The press benches were suddenly jolted into action as the first boundary was scored. Alex pursed his lips for fear he would burst out laughing. Mr. Justice Hackett could barely restrain himself.
"Get on with it, Redmayne," said the judge, but before Alex could respond, his father was back on his feet. "I do apologize, m'lord," he said sweetly, "but which Redmayne did you have in mind?"
This time the jury burst out laughing. The judge made no attempt to reply, and Sir Matthew sank back in his seat, closed his eyes and whispered, "Go for the jugular, Alex."
"Chief inspector, you told the court that it was after you had seen Miss Wilson enter the house that you became convinced that it was Daniel Cartwright and not Sir Nicholas Moncrieff who was living there."
"Yes, that's correct," said Fuller, still gripping the side of the witness box.
"But once you had taken my client into custody, chief inspector, didn't you have a moment's anxiety about whether you might have arrested the wrong man?"
"No, Mr. Redmayne, not after I'd seen the scar on his..."
"Not after you'd seen the scar on his-"
"-checked his DNA on the police computer," said the chief inspector.
"Sit down," whispered Alex's father. "You've got everything you need, and Hackett won't have worked out the significance of the scar."
"Thank you, chief inspector. No more questions, m'lord."
"Do you wish to reexamine this witness, Mr. Pearson?" asked Mr. Justice Hackett.
"No, thank you, m'lord," said Pearson, who was writing down the words not after I'd seen the scar on his... and trying to work out their significance.
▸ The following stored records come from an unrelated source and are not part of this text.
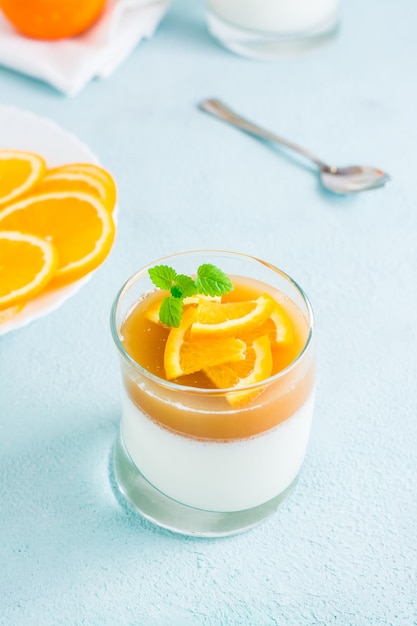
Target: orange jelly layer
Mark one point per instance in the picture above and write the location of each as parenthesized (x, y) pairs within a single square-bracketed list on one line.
[(207, 414)]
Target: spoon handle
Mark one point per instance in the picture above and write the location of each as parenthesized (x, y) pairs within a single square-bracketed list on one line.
[(220, 110)]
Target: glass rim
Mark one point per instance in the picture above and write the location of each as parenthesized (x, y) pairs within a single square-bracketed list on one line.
[(199, 390)]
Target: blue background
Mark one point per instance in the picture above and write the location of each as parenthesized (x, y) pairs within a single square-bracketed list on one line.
[(342, 550)]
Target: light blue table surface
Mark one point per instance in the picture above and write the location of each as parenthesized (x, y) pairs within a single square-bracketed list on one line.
[(343, 549)]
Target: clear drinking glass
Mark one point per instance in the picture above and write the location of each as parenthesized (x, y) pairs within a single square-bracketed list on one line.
[(269, 29), (185, 458)]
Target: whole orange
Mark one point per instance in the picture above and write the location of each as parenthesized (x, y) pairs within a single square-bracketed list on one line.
[(52, 19)]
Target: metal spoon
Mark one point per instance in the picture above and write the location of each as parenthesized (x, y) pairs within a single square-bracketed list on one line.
[(337, 179)]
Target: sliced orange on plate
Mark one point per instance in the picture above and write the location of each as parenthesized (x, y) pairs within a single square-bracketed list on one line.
[(77, 223), (27, 264), (85, 177), (19, 173), (183, 356)]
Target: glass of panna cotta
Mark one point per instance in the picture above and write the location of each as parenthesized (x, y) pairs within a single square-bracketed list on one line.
[(269, 29), (218, 375)]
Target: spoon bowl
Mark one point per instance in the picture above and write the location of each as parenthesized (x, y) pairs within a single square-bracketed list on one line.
[(352, 179), (340, 180)]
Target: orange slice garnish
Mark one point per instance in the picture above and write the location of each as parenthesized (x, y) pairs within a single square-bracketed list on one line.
[(71, 177), (183, 356), (19, 173), (256, 366), (27, 264), (78, 224), (231, 318), (278, 327)]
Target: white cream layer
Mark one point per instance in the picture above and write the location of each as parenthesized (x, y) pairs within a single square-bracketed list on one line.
[(276, 16), (217, 476)]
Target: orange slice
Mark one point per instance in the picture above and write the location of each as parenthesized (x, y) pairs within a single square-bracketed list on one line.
[(278, 327), (256, 366), (67, 178), (27, 264), (77, 223), (19, 172), (231, 318), (183, 356)]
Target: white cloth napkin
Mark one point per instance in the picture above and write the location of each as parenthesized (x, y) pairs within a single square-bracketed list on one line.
[(69, 64)]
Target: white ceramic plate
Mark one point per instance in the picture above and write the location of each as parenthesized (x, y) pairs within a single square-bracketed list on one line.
[(23, 130)]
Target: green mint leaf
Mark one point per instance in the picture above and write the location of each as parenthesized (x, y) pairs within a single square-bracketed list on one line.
[(170, 312), (212, 281), (187, 285), (176, 292), (162, 276)]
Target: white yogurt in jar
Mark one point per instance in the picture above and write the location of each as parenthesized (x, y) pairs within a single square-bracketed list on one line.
[(215, 475), (284, 17)]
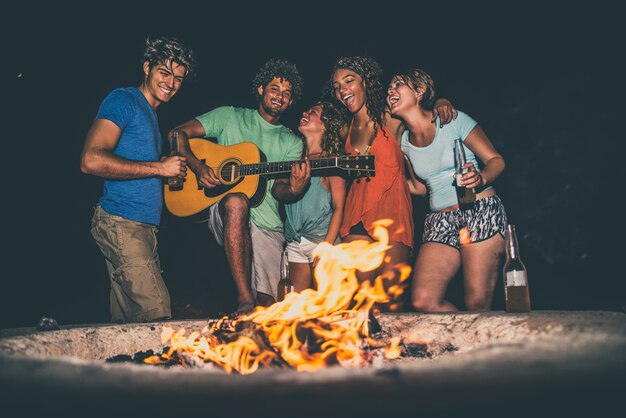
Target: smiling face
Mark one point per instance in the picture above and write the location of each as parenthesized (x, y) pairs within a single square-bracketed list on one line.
[(311, 121), (276, 97), (162, 81), (349, 89), (400, 96)]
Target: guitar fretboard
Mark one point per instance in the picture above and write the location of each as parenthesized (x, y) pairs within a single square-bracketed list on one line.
[(284, 166)]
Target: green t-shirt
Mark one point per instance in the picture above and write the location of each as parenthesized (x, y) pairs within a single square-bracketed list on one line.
[(233, 125)]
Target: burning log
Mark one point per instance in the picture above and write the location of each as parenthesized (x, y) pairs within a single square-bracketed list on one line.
[(332, 324)]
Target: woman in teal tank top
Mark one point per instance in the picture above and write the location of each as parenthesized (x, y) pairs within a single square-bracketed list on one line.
[(454, 235), (317, 216)]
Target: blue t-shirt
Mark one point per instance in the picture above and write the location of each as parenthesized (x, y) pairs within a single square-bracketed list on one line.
[(135, 199), (435, 163), (310, 216)]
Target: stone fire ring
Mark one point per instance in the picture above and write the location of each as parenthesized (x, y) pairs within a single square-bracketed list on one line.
[(544, 363)]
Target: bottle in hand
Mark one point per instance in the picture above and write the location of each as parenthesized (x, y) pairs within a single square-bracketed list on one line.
[(465, 195), (176, 182), (516, 295), (285, 285)]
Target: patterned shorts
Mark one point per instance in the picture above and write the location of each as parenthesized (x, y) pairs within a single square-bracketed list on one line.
[(483, 221)]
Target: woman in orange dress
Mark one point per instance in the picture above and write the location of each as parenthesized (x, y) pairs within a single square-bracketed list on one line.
[(356, 84)]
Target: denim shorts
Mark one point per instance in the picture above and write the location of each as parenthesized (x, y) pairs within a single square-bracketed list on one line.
[(486, 219)]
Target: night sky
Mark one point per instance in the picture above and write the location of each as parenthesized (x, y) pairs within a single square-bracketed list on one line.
[(544, 84)]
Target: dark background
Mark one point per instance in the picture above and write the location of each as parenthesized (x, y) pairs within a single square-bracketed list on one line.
[(545, 83)]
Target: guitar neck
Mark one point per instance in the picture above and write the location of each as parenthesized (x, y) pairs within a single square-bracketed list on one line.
[(278, 167)]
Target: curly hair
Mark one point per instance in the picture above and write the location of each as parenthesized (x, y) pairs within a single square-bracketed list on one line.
[(418, 79), (165, 50), (282, 69), (333, 119), (371, 72)]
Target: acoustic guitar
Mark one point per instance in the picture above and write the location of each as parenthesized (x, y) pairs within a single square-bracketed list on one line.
[(242, 168)]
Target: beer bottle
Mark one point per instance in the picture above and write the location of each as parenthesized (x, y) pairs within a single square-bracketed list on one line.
[(285, 285), (516, 295), (175, 183), (465, 195)]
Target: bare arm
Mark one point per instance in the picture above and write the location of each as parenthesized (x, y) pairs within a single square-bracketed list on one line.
[(482, 147), (292, 189), (97, 157), (395, 126), (338, 197), (446, 112), (193, 129), (416, 187)]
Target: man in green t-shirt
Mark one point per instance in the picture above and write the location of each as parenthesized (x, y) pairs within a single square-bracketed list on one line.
[(252, 237)]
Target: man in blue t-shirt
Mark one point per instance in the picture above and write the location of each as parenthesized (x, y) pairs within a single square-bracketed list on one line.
[(123, 146), (252, 237)]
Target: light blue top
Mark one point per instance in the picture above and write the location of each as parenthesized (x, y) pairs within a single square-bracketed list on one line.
[(310, 216), (139, 200), (232, 125), (435, 163)]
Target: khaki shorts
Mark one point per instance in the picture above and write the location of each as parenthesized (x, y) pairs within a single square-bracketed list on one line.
[(267, 247), (138, 292)]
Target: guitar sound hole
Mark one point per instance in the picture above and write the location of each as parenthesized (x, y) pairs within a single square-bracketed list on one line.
[(229, 172)]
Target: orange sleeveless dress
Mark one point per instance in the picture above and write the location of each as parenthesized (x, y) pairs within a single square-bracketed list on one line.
[(384, 196)]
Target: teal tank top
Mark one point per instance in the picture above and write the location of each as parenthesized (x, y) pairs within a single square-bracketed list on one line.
[(310, 216)]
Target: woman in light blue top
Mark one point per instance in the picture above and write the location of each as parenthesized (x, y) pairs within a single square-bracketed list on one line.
[(453, 235), (317, 216)]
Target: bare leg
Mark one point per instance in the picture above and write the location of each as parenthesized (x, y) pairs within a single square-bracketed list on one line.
[(435, 266), (362, 275), (398, 254), (301, 276), (235, 211), (481, 262)]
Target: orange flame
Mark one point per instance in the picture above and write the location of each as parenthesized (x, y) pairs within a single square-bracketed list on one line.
[(311, 329), (464, 236)]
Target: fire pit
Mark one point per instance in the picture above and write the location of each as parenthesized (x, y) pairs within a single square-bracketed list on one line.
[(480, 363)]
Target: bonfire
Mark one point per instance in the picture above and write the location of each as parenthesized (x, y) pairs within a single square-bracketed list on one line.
[(313, 329)]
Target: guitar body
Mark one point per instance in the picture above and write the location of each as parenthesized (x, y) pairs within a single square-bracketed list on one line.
[(242, 168), (193, 200)]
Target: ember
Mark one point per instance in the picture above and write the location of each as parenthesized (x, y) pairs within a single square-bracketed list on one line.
[(308, 330)]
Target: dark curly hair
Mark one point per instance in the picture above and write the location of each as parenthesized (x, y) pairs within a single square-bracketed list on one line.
[(371, 72), (282, 69), (165, 50), (333, 119)]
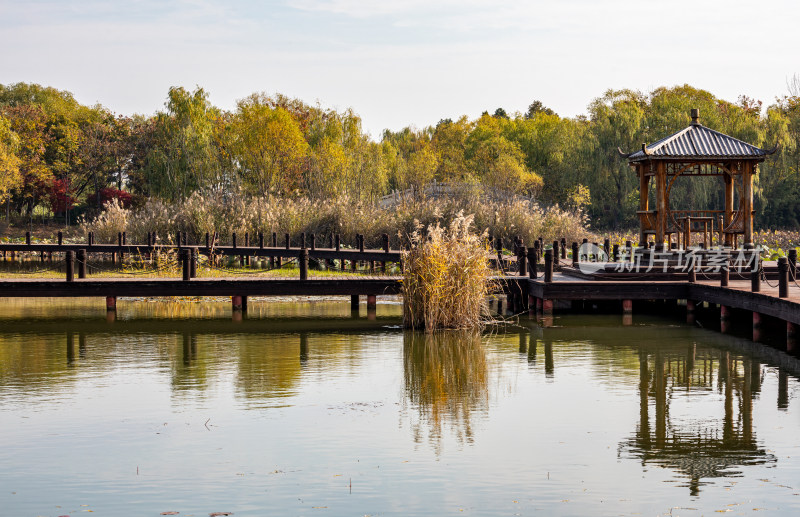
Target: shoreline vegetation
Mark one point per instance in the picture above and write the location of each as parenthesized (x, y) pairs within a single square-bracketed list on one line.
[(64, 161), (447, 278)]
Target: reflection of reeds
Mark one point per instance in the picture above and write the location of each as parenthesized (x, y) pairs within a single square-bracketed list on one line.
[(446, 278), (446, 378)]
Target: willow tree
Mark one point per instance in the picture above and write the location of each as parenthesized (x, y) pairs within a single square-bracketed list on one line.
[(184, 156), (10, 177), (268, 146)]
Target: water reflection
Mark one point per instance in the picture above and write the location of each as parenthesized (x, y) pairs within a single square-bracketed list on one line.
[(446, 379), (697, 448)]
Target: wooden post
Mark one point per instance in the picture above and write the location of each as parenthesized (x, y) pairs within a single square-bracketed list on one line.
[(532, 273), (522, 261), (644, 199), (783, 277), (70, 260), (236, 303), (193, 262), (728, 214), (755, 276), (627, 306), (747, 182), (548, 266), (184, 254), (81, 259), (725, 274), (303, 260), (385, 238)]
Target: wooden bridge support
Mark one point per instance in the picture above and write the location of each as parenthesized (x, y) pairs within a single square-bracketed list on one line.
[(757, 318)]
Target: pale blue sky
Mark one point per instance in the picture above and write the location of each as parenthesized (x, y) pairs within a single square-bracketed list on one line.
[(403, 63)]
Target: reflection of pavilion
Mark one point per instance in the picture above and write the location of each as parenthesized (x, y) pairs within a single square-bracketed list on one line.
[(697, 450)]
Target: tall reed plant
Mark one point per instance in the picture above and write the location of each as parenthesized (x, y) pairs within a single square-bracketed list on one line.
[(446, 277)]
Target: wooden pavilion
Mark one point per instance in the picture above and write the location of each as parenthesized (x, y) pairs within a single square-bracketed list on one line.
[(697, 151)]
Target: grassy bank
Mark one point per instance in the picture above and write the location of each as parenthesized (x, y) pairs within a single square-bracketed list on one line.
[(203, 213)]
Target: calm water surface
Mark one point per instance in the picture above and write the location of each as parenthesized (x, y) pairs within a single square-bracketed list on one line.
[(302, 409)]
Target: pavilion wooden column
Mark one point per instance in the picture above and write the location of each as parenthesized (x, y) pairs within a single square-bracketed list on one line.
[(661, 200), (644, 199), (728, 215), (747, 184)]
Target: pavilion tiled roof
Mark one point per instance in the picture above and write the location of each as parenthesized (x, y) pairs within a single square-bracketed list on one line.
[(699, 142)]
"Thank you, chief inspector," said the judge. "You may leave the witness box."
Alex leaned over to his father as the chief inspector made his way out of the courtroom and whispered, "But I didn't get him to admit that the 'professional gentleman' was in fact Craig."
"That man was never going to name his contact, but you still managed to trap him twice. And don't forget, there's another witness who must also know who reported Danny to the police, and he's certainly not going to feel at home in a courtroom, so you should be able to corner him long before Hackett works out what your real purpose is. Never forget we can't afford to make the same mistake as we did with Lord Justice Browne and the unplayed tape." Alex nodded as Mr. Justice Hackett turned his attention to counsel's bench. "Perhaps this would be a good time to take a break."
ARNOLD PEARSON WAS deep in conversation with his junior when Mr. Justice Hackett said in a loud voice, "Are you ready to call your next witness, Mr. Pearson?"
Pearson rose from his place. "Yes, m'lord. I call Sir Hugo Moncrieff."
Alex watched Sir Hugo carefully as he entered the courtroom. Never prejudge a witness, his father had taught him from the cradle, but Hugo was clearly nervous. He took a handkerchief out of his top pocket and mopped his brow even before he had reached the witness box.